Digital risk management in focus at upcoming TRU conference

Jan 26, 2019 | 8:45 AM

KAMLOOPS — Organizations and individual Internet users in Kamloops will have a chance to learn more about digital risk management at Thompson Rivers University’s Privacy and Security in the Digital Age Conference next week.

The conference will be held from the University’s Campus Activity Centre, starting at 8 a.m on Thursday (Jan. 31), until 3:30 p.m.

A variety of presenters will be appearing throughout the day, including keynote speaker, Ben Smith, who has been in the information security industry for 15 years, and is currently RSA Security’s Designated Field Chief Technology Officer.

Smith says his presentation will try to cover how organizations move through what he calls a ‘Digital Transformation Journey’.

“Leveraging the Internet, trying to deal with the threats that are on the Internet today. And most importantly, responding to a breach,” He explains, “If you have a breach or an incident where bad code gets into your network, or maybe an external adversary is trying to steal or exfiltrate information outside your network, what are some of the best practices, what are some of the steps you need to take before that happens?”

Smith says beyond worrying about personal data being compromised online, attacks can also come for other kinds of business information.

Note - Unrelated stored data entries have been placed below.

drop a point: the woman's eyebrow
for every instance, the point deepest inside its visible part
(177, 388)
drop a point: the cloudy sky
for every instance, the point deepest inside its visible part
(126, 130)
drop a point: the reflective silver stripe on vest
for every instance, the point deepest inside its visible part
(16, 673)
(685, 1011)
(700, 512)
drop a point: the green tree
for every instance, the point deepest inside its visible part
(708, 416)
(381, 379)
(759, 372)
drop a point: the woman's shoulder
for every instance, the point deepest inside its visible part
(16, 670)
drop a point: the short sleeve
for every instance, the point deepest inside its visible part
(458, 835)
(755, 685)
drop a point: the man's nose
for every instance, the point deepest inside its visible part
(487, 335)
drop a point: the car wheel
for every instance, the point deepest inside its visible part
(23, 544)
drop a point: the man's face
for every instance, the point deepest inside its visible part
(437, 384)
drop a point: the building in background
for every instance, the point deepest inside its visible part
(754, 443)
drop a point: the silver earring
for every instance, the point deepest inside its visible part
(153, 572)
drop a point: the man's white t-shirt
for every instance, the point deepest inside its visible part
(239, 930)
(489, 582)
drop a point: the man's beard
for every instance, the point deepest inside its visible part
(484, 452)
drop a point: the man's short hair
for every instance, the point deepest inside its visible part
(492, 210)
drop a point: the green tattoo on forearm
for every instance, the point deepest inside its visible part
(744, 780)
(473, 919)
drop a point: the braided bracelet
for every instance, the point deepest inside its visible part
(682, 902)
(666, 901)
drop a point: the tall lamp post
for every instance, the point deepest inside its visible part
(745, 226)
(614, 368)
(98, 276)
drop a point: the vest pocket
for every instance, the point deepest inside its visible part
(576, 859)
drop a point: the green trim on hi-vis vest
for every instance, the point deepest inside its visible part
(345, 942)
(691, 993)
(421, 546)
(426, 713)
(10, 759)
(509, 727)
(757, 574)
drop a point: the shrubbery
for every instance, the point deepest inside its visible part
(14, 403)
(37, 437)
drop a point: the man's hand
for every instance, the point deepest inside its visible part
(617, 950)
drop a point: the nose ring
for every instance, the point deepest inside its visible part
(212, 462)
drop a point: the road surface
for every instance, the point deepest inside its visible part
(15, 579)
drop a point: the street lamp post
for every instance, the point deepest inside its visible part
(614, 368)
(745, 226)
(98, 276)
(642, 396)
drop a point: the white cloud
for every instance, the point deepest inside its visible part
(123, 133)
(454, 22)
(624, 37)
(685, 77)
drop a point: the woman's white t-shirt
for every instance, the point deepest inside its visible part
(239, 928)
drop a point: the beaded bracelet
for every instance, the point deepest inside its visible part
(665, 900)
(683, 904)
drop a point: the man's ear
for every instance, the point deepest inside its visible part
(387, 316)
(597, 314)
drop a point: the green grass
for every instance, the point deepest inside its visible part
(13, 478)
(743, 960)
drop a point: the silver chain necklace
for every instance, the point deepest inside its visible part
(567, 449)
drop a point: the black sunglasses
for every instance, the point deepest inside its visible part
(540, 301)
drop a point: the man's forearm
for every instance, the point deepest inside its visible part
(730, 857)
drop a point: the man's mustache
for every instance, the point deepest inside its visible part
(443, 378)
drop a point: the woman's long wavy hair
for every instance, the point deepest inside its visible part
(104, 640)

“Where you are shipping your product / products to could be very useful in the wrong hands. So anyone who is connected to the Internet today should be concerned,” However, Smith says, “We are as a industry, in much better form today, even versus 4 or 5 years ago. Folks better understand that we need to do a better job protecting the information that we have, and by in large, organizations. It might be baby steps, but we’re getting there as an industry to try and protect that critical information.”

While obviously learning the technical component of cyber-protection is critical, Smith says with human error still a very real possibility, its important for people to know what they’re doing as well.

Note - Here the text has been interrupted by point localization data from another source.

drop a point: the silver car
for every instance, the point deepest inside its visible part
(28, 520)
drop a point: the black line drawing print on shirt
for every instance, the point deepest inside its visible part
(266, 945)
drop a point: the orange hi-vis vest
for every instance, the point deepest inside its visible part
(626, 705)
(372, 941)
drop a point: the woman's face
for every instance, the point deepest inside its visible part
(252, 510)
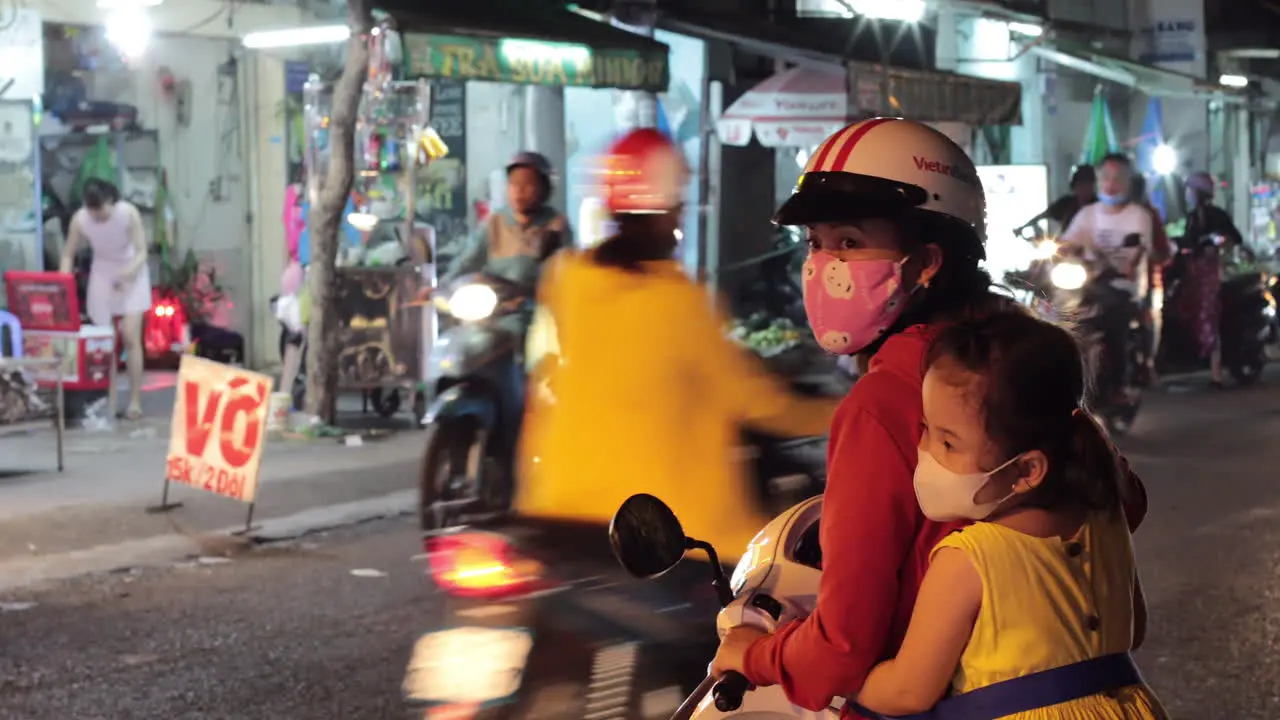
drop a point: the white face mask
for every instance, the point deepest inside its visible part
(950, 496)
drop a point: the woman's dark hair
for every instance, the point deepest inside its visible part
(1118, 158)
(97, 192)
(961, 288)
(1033, 383)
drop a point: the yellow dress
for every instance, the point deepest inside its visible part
(1048, 602)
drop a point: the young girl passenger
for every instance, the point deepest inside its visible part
(1032, 611)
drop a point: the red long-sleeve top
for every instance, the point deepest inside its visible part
(874, 540)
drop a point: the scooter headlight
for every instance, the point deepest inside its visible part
(472, 302)
(1068, 276)
(1045, 250)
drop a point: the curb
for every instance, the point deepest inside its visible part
(164, 550)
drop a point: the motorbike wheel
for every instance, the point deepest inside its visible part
(300, 390)
(1248, 370)
(446, 492)
(384, 402)
(443, 473)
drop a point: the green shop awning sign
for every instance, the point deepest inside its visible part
(533, 62)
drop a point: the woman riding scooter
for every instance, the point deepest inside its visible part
(895, 215)
(647, 392)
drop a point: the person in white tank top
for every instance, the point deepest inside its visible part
(119, 281)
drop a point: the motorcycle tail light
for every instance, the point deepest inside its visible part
(480, 565)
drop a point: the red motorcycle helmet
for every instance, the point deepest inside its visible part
(643, 172)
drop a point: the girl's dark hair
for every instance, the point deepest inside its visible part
(1119, 158)
(1033, 382)
(99, 192)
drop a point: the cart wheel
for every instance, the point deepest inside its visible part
(419, 408)
(385, 402)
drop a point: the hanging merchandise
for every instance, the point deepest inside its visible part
(380, 68)
(161, 218)
(391, 154)
(99, 163)
(430, 146)
(1101, 136)
(374, 151)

“There’s always going to be technology that’s involved, but I think that at least as far as RSA is concerned, and some of our more mature customers, there’s a growing understanding and a growing respect of the human component inside these attacks,” He explains. “You can have the world’s best technology deployed to detect and protect your email, to protect your laptops and your servers, but you’ve got a human being who is susceptible to picking up the phone and talking to somebody that (for instance) represents from entity A, and they’re not from entity A.”

Smith stresses the importance of training employees to decipher which emails or offers are legitimate, and which could pose a security threat to the organization.

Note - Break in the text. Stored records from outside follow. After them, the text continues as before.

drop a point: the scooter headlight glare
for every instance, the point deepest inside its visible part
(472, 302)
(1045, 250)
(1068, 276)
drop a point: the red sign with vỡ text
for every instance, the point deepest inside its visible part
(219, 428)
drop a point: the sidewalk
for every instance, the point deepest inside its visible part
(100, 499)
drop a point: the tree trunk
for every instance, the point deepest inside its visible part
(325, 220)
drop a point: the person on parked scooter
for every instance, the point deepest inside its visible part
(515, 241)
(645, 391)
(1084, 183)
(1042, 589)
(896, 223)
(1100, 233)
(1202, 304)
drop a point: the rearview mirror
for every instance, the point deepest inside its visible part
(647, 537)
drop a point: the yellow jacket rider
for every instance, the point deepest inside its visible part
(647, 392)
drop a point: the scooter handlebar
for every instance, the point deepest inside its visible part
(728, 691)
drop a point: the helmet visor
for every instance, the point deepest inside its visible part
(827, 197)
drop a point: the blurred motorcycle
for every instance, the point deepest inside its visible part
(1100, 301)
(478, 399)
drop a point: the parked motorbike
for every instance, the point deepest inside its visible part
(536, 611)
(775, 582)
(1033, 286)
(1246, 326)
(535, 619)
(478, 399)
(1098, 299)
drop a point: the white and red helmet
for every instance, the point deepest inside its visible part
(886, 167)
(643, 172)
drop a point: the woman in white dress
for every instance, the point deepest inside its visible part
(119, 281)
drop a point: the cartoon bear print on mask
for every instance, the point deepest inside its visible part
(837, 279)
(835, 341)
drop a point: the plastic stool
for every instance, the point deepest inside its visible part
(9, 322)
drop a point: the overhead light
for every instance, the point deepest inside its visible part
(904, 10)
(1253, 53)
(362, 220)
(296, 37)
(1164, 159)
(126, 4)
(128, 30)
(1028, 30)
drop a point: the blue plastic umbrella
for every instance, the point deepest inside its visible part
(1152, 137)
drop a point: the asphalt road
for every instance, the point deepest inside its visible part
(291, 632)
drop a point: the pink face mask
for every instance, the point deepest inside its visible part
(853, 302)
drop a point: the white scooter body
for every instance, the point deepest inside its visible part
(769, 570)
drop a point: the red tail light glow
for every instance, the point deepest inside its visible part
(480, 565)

“Helping organizations train their users to detect that there is something not quite right about this email, or ‘I just got a call from somebody who said he was from my help desk, but he was asking for my password. Is that okay?’,” He says, “Getting us (human beings) a little more aware has to go hand-in-hand with the technology.”

His presentation will largely be focused on organization security measures and breach response plans, but Smith says there will be room at the end of the discussion for questions around individual concerns.